Trader Joe’s has given the organizing efforts a few inadvertent boosts, like when it slashed the company’s 401(k) contributions in half for workers with less than 10 years on the job earlier this year. The company has since announced some improvements to benefits, such as a $10-per-hour premium for working Sundays and holidays, which happened to coincide with the union push.

Nybakken said managers have told workers in meetings that those benefits wouldn’t be rolled out at their store while a union election was pending. (Starbucks has said it may withhold new benefits from newly unionized stores, saying it believes labor law would require them to bargain over them.) For Nybakken, the announcement served as validation of the union effort.

“Building up this union right now is so important. That means the next time we get a wave of young students, they’ll be able to benefit in ways I wish I had when I started.”

- Hannah Nybakken

“We were sort of shocked to see they were willing to answer so many of the things we had been looking at for so long, just by us saying ‘union,’” she said.

Julia Hogan said one reason she wants to unionize Trader Joe’s is to bring more logic to the compensation system. Hogan, 21, says she started working at the store about nine months ago. She already had some grocery experience having worked at a unionized Lunds & Byerlys store in Minnesota, but she said she was still surprised to see she was getting paid more than some of the Trader Joe’s workers who were training her.

“It’s very confusing. They’re training me. They have the knowledge I need. Why are they not being compensated for their time?” Hogan said. “Nobody likes to train [other workers] because there’s no real payoff for it. There’s no thank-you from the higher-ups.”

Both Nybakken and Hogan said the message from management is that a union will make Trader Joe’s more rigid and less fun, a common prediction made by employers facing an organizing drive. It’s been suggested to workers that they would no longer have the flexibility to take on different roles at the store and work in different capacities over the course of a day, something Nybakken said she likes about Trader Joe’s.

“The biggest threat is you’ll be on the register for eight hours, or you’ll just be in the wine shop,” Nybakken said. “I want people in our store to ask themselves why would Trader Joe’s negotiate for that, if it’s going to completely change the way the store is going to operate. They’ve been saying a lot of things that don’t make sense for the store’s productivity.”

One of the reasons Nybakken and others preferred to organize with a new and independent union like Trader Joe’s United is they liked the idea of starting something from scratch to suit their needs.
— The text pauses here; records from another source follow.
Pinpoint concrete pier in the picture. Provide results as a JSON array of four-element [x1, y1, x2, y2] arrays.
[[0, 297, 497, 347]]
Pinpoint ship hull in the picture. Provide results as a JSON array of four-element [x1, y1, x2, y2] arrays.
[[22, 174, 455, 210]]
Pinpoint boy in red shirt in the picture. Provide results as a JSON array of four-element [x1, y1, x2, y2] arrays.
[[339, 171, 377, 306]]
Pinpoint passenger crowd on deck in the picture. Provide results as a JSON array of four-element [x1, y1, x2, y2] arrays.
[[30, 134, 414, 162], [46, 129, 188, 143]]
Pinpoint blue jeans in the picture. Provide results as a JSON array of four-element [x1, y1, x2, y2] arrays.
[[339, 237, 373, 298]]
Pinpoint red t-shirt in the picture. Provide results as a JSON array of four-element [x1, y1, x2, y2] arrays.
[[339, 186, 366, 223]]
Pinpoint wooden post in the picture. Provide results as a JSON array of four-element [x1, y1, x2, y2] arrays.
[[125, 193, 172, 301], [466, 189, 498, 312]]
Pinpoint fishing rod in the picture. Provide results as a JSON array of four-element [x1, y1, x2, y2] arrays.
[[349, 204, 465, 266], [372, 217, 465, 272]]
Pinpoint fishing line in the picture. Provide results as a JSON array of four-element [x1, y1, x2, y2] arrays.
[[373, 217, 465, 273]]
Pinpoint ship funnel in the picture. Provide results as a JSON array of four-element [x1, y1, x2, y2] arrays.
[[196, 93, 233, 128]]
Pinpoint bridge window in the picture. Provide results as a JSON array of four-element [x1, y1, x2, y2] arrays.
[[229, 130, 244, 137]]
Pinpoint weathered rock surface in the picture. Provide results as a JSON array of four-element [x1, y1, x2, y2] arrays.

The strategy has its downsides ― they are relying on pro bono lawyers to help them navigate the legal process ― but it also gives the company an elusive target since the union is made up solely of Trader Joe’s employees and has no track record.

It can be notoriously difficult for workers to secure a first collective bargaining agreement after they unionize, in large part because employers drag out the process and often bargain in bad faith to delay. Trader Joe’s did not challenge the results in Hadley and vowed to promptly start bargaining. The company said it was willing to use “any current union contract for a multi-state grocery company with stores in the area … as a template to negotiate.”

But Ryther said she and others aren’t interested in using the benchmarks of other agreements. After all, Trader Joe’s regards itself as a notch above other grocery chains.

“Anyone who walks into a Trader Joe’s will see that it’s very different from other grocery stores. It’s a unique beast in the industry, and that’s how they’ve made a name for themselves,” Ryther said. “We would like to hold them to their own standards, which is a much higher standard than other retailers.”

Correction: This story originally stated that employees had called the police to handle incidents in the store. It would have been customers who called the police.